Since the function of a scaffold is to provide a biomimetic environment for cell attachment, proliferation and extracellular matrix secretion, suitable mechanical properties (e.g., similar to those of natural tissue) are important for 3D printed scaffolds. This would help cells maintain their phenotype and could induce the correct matrix secretion for the neotissue. Huang et al. designed a 3D environment for the maintenance of the spheroid morphology of MSCs [41]. It should be noted that 3D printing can sometimes produce scaffolds that are stiffer than those that can be fabricated using conventional methods. Although hydrogels are used to fabricate scaffolds, their mechanical strength may be insufficient. To improve the strength of hydrogel scaffolds, Wüst et al. developed a special hydrogel composite [42]. They used a two-step gelation process to make a mixture of alginate and gelatin hydrogel. Furthermore, hydroxyapatite was added to the hydrogel at various ratios to provide a mechanically tunable construct.

In addition to the mechanical properties, the microenvironment varies with tissue. Scaffold pore size requirements vary between different tissues and organs. In conventional scaffold fabrication, the control of the pore size strongly depends on the process [5, 4345]. For instance, scaffolds fabricated from solution freeze-drying depend on the concentration of the solution and the size of the ice crystal [43, 44]. The advantage of additive manufacturing is the ability to accurately and precisely control the pore size and geometry [11, 13, 21, 25, 31, 32]. By adjusting fabrication parameters, various pore sizes may be easily achieved. However, with pore size control being possible, it is equally important to determine the optimal pore size needed for the regenerative process. New studies on pore size are needed.

Surface properties are another critical parameter for tissue engineering scaffolds. Surface properties include topography, hydrophobicity, and roughness. These surface features are important in cell–scaffold interactions as they affect how cells respond to the scaffold. For example, the surface of the scaffold from an SLS process is usually excessively rough. Although a rougher surface may increase cell attachment, overly sharp features may damage cells. The surface of a scaffold fabricated using the FDM method may be smooth and more suitable for cells. Yen et al. demonstrated that LFDM scaffolds with a rough surface (1–2 µm pores) may benefit the proliferation of attached chondrocytes [15]. The hydrophobicity of the scaffold may affect cell adhesion to the surface. Hsu et al. demonstrated that LFDM fabrication of PLGA scaffolds did not facilitate MSC seeding unless cells were embedded in alginate [16]. Hsu et al. fabricated chitosan scaffolds treated with air plasma [14], which reduced hydrophobicity and thereby enhanced cell seeding. After plasma treatment, the hydrophobicity of the scaffold was reduced, allowing cells to be seeded in the scaffolds more easily.

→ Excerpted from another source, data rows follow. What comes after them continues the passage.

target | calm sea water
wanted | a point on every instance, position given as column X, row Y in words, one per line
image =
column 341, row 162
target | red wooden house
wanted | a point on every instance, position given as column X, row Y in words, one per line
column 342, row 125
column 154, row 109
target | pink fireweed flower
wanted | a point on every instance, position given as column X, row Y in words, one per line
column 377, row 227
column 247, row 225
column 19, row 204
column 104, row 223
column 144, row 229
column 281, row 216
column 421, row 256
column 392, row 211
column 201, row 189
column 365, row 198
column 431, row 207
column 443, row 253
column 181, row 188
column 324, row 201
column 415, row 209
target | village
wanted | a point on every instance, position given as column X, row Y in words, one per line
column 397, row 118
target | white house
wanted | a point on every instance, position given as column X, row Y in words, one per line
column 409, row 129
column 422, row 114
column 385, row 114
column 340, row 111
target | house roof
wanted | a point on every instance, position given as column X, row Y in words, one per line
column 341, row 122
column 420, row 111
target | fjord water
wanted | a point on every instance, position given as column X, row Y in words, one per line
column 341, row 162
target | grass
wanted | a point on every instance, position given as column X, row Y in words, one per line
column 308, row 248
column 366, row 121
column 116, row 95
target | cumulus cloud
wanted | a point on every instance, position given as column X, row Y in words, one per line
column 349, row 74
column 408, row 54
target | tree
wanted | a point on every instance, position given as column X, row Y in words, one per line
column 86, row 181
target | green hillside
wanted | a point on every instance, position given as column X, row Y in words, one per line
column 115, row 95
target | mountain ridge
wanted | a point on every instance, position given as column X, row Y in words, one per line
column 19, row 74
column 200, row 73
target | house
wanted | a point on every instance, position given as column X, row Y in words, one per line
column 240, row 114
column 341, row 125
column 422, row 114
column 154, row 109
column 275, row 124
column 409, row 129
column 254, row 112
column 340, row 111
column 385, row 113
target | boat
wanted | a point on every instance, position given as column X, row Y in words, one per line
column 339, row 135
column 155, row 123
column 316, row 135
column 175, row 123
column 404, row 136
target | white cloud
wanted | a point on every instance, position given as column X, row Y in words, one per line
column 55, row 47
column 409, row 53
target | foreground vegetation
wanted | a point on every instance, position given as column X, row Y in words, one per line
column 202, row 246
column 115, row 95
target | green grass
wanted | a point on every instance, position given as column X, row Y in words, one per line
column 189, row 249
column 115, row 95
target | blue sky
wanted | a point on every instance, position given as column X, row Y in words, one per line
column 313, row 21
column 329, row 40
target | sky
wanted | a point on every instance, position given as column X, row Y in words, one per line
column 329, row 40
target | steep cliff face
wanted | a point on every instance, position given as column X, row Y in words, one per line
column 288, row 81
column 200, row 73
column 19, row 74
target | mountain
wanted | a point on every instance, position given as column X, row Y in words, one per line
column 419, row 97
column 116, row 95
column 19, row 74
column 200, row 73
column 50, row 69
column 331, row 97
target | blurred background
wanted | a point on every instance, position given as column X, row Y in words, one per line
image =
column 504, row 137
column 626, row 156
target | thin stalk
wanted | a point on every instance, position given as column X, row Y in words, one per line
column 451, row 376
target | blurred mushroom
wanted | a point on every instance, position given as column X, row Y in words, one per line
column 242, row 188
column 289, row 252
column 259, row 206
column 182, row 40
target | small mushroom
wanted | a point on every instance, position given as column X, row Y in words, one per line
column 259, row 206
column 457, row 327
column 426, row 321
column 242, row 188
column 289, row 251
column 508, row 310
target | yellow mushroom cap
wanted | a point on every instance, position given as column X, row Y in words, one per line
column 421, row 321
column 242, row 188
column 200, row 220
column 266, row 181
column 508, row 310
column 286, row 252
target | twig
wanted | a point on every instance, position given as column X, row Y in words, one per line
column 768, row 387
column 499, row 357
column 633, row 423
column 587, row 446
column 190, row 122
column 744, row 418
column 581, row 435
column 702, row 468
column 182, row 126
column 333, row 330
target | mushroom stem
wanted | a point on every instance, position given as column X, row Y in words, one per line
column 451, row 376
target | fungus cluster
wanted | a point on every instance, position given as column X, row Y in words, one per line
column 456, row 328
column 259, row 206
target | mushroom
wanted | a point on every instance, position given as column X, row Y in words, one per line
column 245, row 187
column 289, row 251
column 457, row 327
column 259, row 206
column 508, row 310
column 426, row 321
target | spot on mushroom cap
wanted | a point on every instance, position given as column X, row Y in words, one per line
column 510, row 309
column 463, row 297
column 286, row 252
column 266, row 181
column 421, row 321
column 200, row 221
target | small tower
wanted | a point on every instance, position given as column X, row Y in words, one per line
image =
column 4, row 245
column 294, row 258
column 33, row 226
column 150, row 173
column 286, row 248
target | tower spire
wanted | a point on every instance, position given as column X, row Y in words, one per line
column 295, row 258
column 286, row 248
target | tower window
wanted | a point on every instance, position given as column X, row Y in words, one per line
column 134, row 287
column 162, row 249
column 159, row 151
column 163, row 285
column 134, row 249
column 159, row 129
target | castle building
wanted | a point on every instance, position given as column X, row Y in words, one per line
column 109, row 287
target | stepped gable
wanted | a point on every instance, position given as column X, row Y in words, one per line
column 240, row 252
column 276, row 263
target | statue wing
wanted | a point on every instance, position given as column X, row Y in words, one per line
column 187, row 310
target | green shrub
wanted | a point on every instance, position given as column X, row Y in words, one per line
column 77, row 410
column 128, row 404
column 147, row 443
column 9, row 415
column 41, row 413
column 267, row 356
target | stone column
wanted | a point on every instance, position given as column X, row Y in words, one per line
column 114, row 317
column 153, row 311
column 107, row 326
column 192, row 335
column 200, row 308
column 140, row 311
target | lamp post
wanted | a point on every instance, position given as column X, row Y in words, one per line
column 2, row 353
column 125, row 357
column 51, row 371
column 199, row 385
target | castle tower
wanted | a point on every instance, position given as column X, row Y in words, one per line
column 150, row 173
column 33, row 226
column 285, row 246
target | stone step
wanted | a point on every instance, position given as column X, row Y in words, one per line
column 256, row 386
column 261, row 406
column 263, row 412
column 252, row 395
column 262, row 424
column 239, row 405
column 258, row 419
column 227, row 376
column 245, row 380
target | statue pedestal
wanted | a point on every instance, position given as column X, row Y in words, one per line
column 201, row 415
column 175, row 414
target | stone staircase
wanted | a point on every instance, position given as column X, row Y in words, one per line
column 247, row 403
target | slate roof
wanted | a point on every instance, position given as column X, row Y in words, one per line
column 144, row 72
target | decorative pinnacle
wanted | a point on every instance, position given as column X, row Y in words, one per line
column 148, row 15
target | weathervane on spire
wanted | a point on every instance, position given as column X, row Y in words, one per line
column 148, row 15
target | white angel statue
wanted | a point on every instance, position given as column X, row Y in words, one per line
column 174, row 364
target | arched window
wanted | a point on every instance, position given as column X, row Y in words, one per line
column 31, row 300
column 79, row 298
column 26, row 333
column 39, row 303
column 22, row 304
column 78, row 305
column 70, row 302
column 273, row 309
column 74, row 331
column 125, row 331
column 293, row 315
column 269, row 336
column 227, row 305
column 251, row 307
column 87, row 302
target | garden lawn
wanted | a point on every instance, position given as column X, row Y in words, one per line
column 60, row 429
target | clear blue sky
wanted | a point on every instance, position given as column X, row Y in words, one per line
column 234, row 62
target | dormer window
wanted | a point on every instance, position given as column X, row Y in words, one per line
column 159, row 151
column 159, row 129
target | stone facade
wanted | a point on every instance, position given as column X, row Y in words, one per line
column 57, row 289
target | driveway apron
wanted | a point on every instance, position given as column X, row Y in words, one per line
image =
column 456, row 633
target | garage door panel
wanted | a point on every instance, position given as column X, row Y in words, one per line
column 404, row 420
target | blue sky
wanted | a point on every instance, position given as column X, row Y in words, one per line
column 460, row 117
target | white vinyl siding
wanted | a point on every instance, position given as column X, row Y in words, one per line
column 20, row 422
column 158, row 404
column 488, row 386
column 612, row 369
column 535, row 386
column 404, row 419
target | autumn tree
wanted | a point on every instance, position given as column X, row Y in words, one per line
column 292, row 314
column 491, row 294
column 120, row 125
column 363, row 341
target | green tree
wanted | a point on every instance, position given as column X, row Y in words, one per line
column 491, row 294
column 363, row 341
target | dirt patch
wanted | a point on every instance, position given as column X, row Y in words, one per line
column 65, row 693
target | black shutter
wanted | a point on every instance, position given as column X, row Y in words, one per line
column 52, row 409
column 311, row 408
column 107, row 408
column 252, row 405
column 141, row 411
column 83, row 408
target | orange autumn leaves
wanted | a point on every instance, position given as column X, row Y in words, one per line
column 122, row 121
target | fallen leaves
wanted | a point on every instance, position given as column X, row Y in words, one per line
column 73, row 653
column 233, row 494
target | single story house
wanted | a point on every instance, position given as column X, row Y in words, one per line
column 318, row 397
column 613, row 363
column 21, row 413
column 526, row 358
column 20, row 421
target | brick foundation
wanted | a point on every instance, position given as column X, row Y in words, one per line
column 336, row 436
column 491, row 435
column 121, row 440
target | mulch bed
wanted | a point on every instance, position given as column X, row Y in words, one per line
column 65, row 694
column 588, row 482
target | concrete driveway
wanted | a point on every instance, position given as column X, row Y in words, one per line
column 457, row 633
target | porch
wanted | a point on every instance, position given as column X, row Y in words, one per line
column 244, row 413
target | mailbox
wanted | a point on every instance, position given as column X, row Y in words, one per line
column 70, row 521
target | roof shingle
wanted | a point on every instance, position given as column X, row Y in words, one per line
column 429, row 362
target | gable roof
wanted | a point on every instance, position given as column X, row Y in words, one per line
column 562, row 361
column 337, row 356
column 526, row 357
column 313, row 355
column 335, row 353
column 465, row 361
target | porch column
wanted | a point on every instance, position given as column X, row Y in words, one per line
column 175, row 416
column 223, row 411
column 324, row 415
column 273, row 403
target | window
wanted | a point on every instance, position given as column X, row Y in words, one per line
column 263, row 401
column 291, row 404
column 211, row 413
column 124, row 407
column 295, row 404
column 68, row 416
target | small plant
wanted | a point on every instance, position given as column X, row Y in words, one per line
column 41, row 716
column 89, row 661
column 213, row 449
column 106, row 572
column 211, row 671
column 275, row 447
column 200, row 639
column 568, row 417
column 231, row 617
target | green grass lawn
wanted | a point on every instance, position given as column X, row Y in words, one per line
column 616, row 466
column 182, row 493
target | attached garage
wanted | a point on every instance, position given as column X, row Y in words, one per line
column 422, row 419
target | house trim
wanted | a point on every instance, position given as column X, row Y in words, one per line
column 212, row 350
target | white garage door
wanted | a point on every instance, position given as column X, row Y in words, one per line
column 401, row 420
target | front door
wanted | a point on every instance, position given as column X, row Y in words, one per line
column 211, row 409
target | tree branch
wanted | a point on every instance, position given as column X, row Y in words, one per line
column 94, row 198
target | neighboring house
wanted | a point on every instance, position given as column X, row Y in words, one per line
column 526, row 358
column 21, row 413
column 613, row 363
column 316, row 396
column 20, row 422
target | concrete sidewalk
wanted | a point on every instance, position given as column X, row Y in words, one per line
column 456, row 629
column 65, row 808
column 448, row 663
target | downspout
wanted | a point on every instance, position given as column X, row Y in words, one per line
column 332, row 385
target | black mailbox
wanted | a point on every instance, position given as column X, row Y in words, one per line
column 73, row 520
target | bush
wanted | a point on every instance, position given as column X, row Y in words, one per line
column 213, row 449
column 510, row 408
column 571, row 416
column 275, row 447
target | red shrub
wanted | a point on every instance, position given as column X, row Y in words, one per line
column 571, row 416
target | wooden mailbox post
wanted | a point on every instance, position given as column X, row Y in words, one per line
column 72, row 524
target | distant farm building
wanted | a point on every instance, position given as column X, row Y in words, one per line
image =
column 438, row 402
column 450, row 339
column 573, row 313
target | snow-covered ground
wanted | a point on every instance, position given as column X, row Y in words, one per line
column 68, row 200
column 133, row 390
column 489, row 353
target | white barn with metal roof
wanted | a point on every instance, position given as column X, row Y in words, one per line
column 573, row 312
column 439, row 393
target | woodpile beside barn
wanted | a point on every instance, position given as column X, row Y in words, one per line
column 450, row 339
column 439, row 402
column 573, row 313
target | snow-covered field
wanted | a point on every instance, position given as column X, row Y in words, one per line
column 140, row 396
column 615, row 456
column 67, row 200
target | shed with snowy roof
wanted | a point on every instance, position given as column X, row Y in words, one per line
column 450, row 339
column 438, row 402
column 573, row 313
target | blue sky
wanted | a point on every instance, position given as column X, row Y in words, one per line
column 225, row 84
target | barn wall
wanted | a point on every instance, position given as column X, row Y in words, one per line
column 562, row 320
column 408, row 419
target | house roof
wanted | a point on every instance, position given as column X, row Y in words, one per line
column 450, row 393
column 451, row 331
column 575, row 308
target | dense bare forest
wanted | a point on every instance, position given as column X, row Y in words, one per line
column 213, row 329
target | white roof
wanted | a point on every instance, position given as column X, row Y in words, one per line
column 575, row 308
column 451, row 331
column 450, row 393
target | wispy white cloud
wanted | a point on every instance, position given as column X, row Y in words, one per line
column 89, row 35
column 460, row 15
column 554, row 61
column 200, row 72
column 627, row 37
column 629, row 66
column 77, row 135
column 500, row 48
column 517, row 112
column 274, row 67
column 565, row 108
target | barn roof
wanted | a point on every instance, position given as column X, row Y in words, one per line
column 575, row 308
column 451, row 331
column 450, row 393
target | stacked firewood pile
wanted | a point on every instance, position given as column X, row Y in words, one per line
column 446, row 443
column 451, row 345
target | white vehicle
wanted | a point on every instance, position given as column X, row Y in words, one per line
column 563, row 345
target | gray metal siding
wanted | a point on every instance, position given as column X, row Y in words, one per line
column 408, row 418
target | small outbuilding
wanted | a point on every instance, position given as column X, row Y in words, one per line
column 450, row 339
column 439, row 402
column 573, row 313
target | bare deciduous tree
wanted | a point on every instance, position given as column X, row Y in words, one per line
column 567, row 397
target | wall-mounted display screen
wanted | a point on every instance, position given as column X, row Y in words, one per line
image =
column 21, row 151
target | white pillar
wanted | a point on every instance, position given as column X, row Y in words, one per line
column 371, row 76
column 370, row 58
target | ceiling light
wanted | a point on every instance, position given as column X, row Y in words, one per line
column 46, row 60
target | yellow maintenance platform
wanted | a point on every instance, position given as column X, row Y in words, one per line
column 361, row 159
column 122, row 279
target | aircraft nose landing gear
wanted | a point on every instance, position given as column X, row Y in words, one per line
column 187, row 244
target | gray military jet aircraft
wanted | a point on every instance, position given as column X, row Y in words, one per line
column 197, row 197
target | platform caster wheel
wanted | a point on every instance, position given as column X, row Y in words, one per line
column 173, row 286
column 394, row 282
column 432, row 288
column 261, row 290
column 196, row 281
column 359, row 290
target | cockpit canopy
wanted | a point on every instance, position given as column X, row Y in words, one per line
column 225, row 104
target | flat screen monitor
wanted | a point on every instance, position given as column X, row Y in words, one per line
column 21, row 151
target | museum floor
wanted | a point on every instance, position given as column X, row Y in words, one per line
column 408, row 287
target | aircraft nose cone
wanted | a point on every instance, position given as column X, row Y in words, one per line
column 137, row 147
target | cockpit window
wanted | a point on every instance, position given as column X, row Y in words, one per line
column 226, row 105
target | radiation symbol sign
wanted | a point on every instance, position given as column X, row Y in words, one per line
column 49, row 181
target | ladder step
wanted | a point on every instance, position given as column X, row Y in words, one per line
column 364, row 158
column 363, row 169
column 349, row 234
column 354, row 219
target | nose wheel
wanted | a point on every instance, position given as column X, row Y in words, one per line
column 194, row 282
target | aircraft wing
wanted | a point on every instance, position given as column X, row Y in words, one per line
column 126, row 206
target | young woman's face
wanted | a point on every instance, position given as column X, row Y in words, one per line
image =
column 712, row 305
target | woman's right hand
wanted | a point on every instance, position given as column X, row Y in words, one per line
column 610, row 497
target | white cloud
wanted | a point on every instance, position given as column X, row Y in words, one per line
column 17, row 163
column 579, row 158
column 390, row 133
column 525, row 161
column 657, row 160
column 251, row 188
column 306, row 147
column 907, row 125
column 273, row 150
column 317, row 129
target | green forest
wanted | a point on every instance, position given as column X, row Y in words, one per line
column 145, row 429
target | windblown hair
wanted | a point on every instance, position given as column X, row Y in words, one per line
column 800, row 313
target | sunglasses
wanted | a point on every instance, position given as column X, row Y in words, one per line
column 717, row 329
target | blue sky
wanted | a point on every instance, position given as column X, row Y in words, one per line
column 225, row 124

Finally, direct organ fabrication is the ultimate goal of additive manufacturing in tissue engineering. There is a possibility of printing a complete organ that could be directly transplanted into the human body. In this situation, the patterning of cells and materials in a printed scaffold would need to be carefully designed.

In conclusion, recent developments in tissue engineering include various new approaches for creating 3D scaffolds. Compared to conventional fabrication methods, additive methods allow scaffolds to be made quickly and accurately. Moreover, this technology could lead to custom-made scaffolds for patients. Further developments in additive manufacturing in tissue engineering will require new biomaterials, scaffold design optimization, and better knowledge of cell and organ physiology.